H-1 pemungutan suara berlangsung seperti biasa, orang-orang ramai membicarakan pemilu di segala tempat, termasuk di warung kopi sebelah rumah saya. Saya tidak ikut nimbrung disana, cuma saya mendengarkan dengan seksama obrolan mereka. Mereka sangat fanatik dengan paslon yang mereka dukung tanpa peduli kesalahan apa saja yang diperbuat sampai merugikan negara ini. Hari diamana tidak boleh adanya kampanye buktinya juga masih ada orang yang saling membicarakan dan bertukar cerita tentang nominal uang yang mereka dapat dari orang yang mencalonkan diri yang biasa disebut dengan politik uang. Mereka tetap menerima uang itu seakan-akan sudah menjadi tradisi yang telah mengakar. Mereka selalu membenarkan kebiasaan, bukan membiasakan kebenaran.
Kalau missal mereka tidak diberi uang, apakah mereka akan tetap memilih atau tidak memilih sama sekali? Atau bahkan akan lebih dari pada itu? Kita tidak pernah tahu. Politik uang itu ibaratkan sebuah luka infeksi(racun), jika yang terkena upas itu kaki dan belum menjalar ke bagian tubuh yang lain mungkin masih bisa diobati dan disembuhkan. Jika penyakit itu sudah menjalar ke bagian yang lainnya apakah masih bisa diselamatkan? Kemungkinkan akan diadakan operasi sampai amputasi. Kalau missal politik uang ini bisakah untuk diputus penyebarannya? Kita mulai dari golongan bawah atau golongan atas? Dan siapa yang bisa untuk membantu menuntaskan kebiasaan ini?
Saat hari pemungutan suara sudah berjalan dengan lancar sistematis. Cuma kekurangannya satu, yaitu masyarakat belum mengenal lebih dalam orang-orang yang ada di kertas suara tersebut. Meskipun sudah ada media atau website yang menjelaskan tentang sosok figur yang ada di kertas suara itu, tetapi hal itu juga belum maksimal. Pemungutan suara berlangsung sampai jam 13.00 dan dilanjut dengan perhitungan suara. Perhitungan suara dimulai dari calon presiden dan wakil presiden dan di lanjut yang lainnya. Setelah selesai perhitungan suara cepat calon presiden dan wakil presiden dimenangkan oleh nomor urut 02.
Setelah penghitungan suara pada tanggal 15 Februari 2024 muncul berita-berita yang salah input data tidak sesuai dengan yang aslinya.
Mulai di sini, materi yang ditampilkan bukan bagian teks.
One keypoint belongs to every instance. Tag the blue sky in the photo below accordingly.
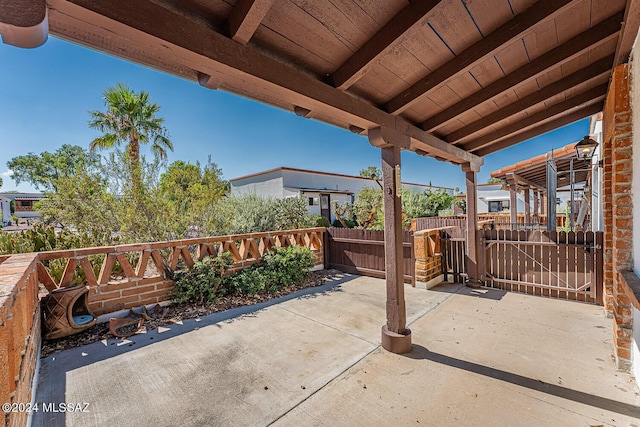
(46, 93)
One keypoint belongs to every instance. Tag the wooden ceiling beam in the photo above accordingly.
(630, 24)
(512, 29)
(364, 58)
(246, 17)
(23, 23)
(237, 67)
(519, 179)
(596, 36)
(591, 96)
(542, 129)
(592, 71)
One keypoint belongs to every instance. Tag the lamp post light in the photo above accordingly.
(584, 151)
(585, 148)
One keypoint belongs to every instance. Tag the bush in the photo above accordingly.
(279, 267)
(204, 282)
(348, 222)
(316, 221)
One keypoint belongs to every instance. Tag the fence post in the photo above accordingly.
(412, 271)
(326, 249)
(481, 256)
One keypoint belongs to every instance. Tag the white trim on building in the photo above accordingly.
(286, 182)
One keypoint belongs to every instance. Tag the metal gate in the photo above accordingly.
(555, 264)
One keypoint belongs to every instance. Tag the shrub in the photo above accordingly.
(316, 221)
(204, 282)
(279, 267)
(348, 222)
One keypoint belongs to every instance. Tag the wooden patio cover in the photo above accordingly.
(532, 172)
(461, 78)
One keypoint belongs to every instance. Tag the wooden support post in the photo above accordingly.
(527, 207)
(513, 202)
(473, 266)
(396, 338)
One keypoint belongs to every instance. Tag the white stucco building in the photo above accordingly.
(5, 211)
(320, 189)
(492, 198)
(24, 203)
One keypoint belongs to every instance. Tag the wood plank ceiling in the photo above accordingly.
(533, 172)
(462, 78)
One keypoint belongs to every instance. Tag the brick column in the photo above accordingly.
(617, 211)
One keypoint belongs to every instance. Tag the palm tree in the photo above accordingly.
(130, 118)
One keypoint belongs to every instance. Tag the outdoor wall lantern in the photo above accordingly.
(585, 148)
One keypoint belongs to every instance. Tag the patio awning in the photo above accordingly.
(461, 79)
(533, 172)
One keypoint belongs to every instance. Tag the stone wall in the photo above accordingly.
(19, 332)
(429, 271)
(618, 211)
Apakah itu semata-mata hanya kelalaian atau sengaja untuk direkayasa supaya selisih juga terpantau cukup banyak? Saya juga belum sepenuhnya faham. Dalam setiap pemilu pasti yang kalah akan teriak curang, dan yang menang akan teriak tidak ada kecurangan. Entah itu sudah jadi adat atau mungkin benar adanya kecurangan itu?